Anticipated expiration: 2033-09-05

Abstract

The utility model provides a telescopic water sample extractor. The telescopic water sample extractor comprises: the sliding plate is sleeved on the outer surfaces of the sliding columns; the first rotating shaft is inserted into the right end of the base, the rotating handle is arranged at the right end of the first rotating shaft, and the left end of the first rotating shaft is connected with a first ball screw through a conical gear set. According to the utility model, the fan blades are arranged, when water flow passes through the fan blades and is sucked into the sampling tube, the water flow drives the fan blades to rotate, the fan blades drive the filter brush to rotate, and the filter brush brushes the bottom of the filter plate, so that the filter plate is not blocked by sundries in water, the water is kept smooth, enters the filter cylinder and is filtered again through the sponge block, the sundries in water can be prevented from influencing the extraction of a water sample, and the practicability of the device is increased.

Description

Telescopic water sample extractor

Technical Field

The utility model belongs to the technical field of water quality detection, and particularly relates to a telescopic water sample extractor.

Background

The water is a life source, people can not leave water in life and production activities, the quality of the life drinking water is closely related to the health of people, along with the development of social economy, scientific progress and the improvement of the living standard of people, the water quality requirement of the life drinking water is continuously improved, the drinking water quality standard is correspondingly continuously developed and perfected, and the quality of the drinking water is required to be detected regularly for the physical health of people due to the fact that the establishment of the life drinking water quality standard is related to various factors such as living habits, culture, economic conditions, scientific and technical development level, water resources and the current water quality status of the people, and the like, not only between countries, but also between different areas of the same country.

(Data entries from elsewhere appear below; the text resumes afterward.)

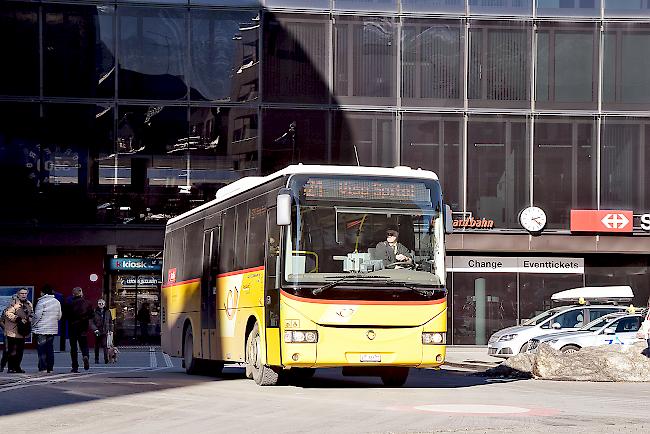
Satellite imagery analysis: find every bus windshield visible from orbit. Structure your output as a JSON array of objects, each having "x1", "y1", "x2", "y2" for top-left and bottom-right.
[{"x1": 284, "y1": 177, "x2": 445, "y2": 290}]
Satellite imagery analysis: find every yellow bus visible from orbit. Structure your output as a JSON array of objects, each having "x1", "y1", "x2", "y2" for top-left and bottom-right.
[{"x1": 161, "y1": 165, "x2": 452, "y2": 386}]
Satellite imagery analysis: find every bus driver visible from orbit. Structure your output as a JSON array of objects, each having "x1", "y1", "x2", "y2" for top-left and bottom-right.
[{"x1": 375, "y1": 228, "x2": 413, "y2": 268}]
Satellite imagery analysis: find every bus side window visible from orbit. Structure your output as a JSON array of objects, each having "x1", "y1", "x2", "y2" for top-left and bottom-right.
[{"x1": 219, "y1": 208, "x2": 235, "y2": 273}]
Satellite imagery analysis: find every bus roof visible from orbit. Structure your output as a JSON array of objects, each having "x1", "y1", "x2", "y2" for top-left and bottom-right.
[{"x1": 167, "y1": 164, "x2": 438, "y2": 225}]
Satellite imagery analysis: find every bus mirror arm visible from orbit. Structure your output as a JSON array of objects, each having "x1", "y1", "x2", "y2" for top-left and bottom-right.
[{"x1": 276, "y1": 188, "x2": 292, "y2": 226}]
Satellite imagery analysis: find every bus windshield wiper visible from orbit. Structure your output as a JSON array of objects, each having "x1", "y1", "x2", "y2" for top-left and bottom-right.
[{"x1": 311, "y1": 274, "x2": 387, "y2": 295}]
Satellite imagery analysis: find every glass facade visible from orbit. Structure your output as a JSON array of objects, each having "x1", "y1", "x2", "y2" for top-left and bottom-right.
[{"x1": 0, "y1": 0, "x2": 650, "y2": 343}]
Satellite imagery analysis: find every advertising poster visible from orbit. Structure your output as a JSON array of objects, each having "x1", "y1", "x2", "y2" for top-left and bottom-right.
[{"x1": 0, "y1": 285, "x2": 34, "y2": 343}]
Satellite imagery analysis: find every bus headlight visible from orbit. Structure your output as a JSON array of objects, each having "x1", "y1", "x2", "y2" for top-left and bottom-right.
[
  {"x1": 284, "y1": 330, "x2": 318, "y2": 344},
  {"x1": 422, "y1": 332, "x2": 447, "y2": 345}
]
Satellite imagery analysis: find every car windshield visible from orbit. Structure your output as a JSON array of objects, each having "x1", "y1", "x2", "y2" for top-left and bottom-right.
[
  {"x1": 521, "y1": 309, "x2": 559, "y2": 326},
  {"x1": 284, "y1": 175, "x2": 446, "y2": 294}
]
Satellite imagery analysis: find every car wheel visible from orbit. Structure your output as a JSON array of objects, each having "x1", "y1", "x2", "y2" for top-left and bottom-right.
[{"x1": 560, "y1": 345, "x2": 580, "y2": 354}]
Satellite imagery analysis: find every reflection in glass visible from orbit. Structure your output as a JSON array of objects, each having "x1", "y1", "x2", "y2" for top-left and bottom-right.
[
  {"x1": 263, "y1": 14, "x2": 330, "y2": 103},
  {"x1": 402, "y1": 0, "x2": 465, "y2": 15},
  {"x1": 452, "y1": 273, "x2": 518, "y2": 345},
  {"x1": 332, "y1": 111, "x2": 396, "y2": 167},
  {"x1": 0, "y1": 2, "x2": 39, "y2": 95},
  {"x1": 537, "y1": 0, "x2": 596, "y2": 17},
  {"x1": 468, "y1": 0, "x2": 533, "y2": 16},
  {"x1": 400, "y1": 114, "x2": 463, "y2": 211},
  {"x1": 402, "y1": 20, "x2": 464, "y2": 106},
  {"x1": 468, "y1": 23, "x2": 531, "y2": 107},
  {"x1": 467, "y1": 118, "x2": 529, "y2": 228},
  {"x1": 603, "y1": 24, "x2": 650, "y2": 110},
  {"x1": 536, "y1": 24, "x2": 598, "y2": 109},
  {"x1": 334, "y1": 17, "x2": 397, "y2": 103},
  {"x1": 262, "y1": 109, "x2": 329, "y2": 174},
  {"x1": 533, "y1": 118, "x2": 597, "y2": 229},
  {"x1": 189, "y1": 9, "x2": 259, "y2": 102},
  {"x1": 43, "y1": 5, "x2": 115, "y2": 97},
  {"x1": 118, "y1": 7, "x2": 187, "y2": 99},
  {"x1": 600, "y1": 118, "x2": 650, "y2": 211}
]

The utility model provides a water sample extractor for environmental monitoring is CN212621710U, includes mounting tube and holding section of thick bamboo, the holding section of thick bamboo set up in mounting tube bottom, the vertical multiunit sampling tube that arranges in holding section of thick bamboo outside, just holding section of thick bamboo inboard is provided with seals the section of thick bamboo, be provided with the stay bar that pulls seal section of thick bamboo reciprocates in the mounting tube, the holding section of thick bamboo is a bottom open-ended hollow cylinder. The beneficial effects are that: according to the utility model, the plurality of groups of sample containers capable of being opened in sequence are arranged at the sample extraction position of the sampling equipment, so that the plurality of sample containers are correspondingly opened in water layers with different depths according to the needs in the sampling process, thereby realizing independent sampling operation of samples in different water layers, reducing the difficulty of the sampling operation and having strong practicability. However, the device has no filtering function, and suspended garbage and some aquatic weeds in the water body easily enter the sampling container in the sampling process, so that the sampling process is affected, and therefore, a new telescopic water sample extractor is needed to solve the technical problems.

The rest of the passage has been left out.